The Surface Pro 6, which is nearly identical with the Surface Pro in terms of looks, comes mostly with hardware upgrades, and iFixit says this could be a problem.
“The Surface Pro 6 brings more processing power (and heat) without changing its cooling solution much. Will the new thermal spreaders on the heat sink be enough to handle the power boost? Only time will tell,” they explain in the teardown.
Just like the other Surface models, the Surface Pro 6 is a nightmare to repair, and this is why iFixit offered the device a repairability score of 1 out of 10.
The only good thing is that Microsoft used standard Torx fasteners and the company hasn’t used proprietary screws that would require special tools.

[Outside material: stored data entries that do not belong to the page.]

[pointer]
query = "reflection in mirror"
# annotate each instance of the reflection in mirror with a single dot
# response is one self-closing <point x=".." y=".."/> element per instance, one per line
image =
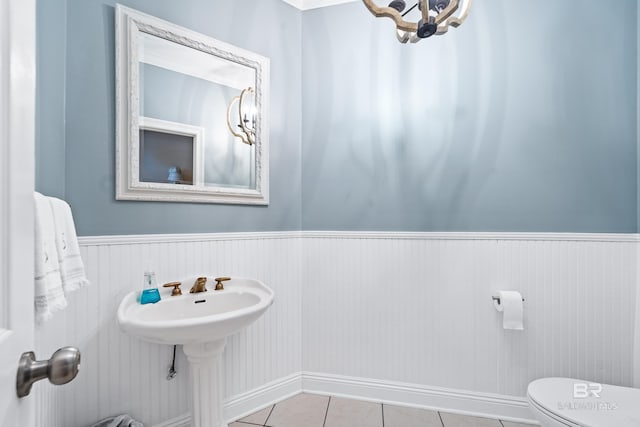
<point x="175" y="130"/>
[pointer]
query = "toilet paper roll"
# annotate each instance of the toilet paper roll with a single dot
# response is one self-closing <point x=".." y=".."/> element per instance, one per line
<point x="512" y="309"/>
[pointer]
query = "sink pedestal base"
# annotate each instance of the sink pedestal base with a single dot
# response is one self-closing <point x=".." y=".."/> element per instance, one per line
<point x="205" y="371"/>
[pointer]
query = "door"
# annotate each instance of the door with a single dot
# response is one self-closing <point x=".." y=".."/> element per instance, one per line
<point x="17" y="129"/>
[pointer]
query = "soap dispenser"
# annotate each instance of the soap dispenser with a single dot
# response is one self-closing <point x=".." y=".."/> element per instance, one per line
<point x="150" y="294"/>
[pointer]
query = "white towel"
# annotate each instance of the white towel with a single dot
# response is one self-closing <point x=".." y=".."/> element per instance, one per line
<point x="49" y="295"/>
<point x="71" y="266"/>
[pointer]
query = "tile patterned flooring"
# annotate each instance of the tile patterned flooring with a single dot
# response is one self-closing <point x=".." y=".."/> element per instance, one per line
<point x="310" y="410"/>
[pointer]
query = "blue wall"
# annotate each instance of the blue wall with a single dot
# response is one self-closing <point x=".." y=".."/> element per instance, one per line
<point x="522" y="119"/>
<point x="51" y="29"/>
<point x="268" y="27"/>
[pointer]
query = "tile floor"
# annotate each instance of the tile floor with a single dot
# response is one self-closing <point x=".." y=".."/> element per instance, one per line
<point x="310" y="410"/>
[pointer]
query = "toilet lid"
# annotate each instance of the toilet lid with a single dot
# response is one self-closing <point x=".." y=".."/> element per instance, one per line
<point x="586" y="403"/>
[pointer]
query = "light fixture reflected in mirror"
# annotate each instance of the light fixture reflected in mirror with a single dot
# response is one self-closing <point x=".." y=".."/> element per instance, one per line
<point x="433" y="17"/>
<point x="243" y="125"/>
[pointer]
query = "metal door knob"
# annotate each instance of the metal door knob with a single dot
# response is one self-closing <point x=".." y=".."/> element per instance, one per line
<point x="60" y="369"/>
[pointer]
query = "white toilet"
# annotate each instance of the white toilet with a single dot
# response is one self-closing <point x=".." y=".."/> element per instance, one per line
<point x="561" y="402"/>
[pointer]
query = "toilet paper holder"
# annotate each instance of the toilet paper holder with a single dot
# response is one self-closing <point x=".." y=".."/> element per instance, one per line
<point x="497" y="299"/>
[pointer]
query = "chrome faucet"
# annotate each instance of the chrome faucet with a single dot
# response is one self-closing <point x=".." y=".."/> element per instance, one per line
<point x="199" y="286"/>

However, iFixit notes that it’s extremely difficult to break the device open, especially because the first thing everyone needs to no matter the repair is to remove the display. The screen uses a lot of glue, and given the price and how easy it can shatter, the process substantially increases the risk of major damage.
The battery itself is also glued inside the Surface Pro 6 and its connector is pinned under the motherboard. Storage is no longer removable, which isn’t the case of previous Surface models.
“After hearing rumors of a modular Studio, we were hoping this generation of Surface Pro would steer that direction. Alas, it's just as un-upgradable and un-repairable as ever, and it doesn't even get a USB-C port,” iFixit notes.
Microsoft Surface Pro 6 is now available for purchase from the Microsoft Store. Pricing starts at $999 in the United States and it increases as you add more powerful hardware.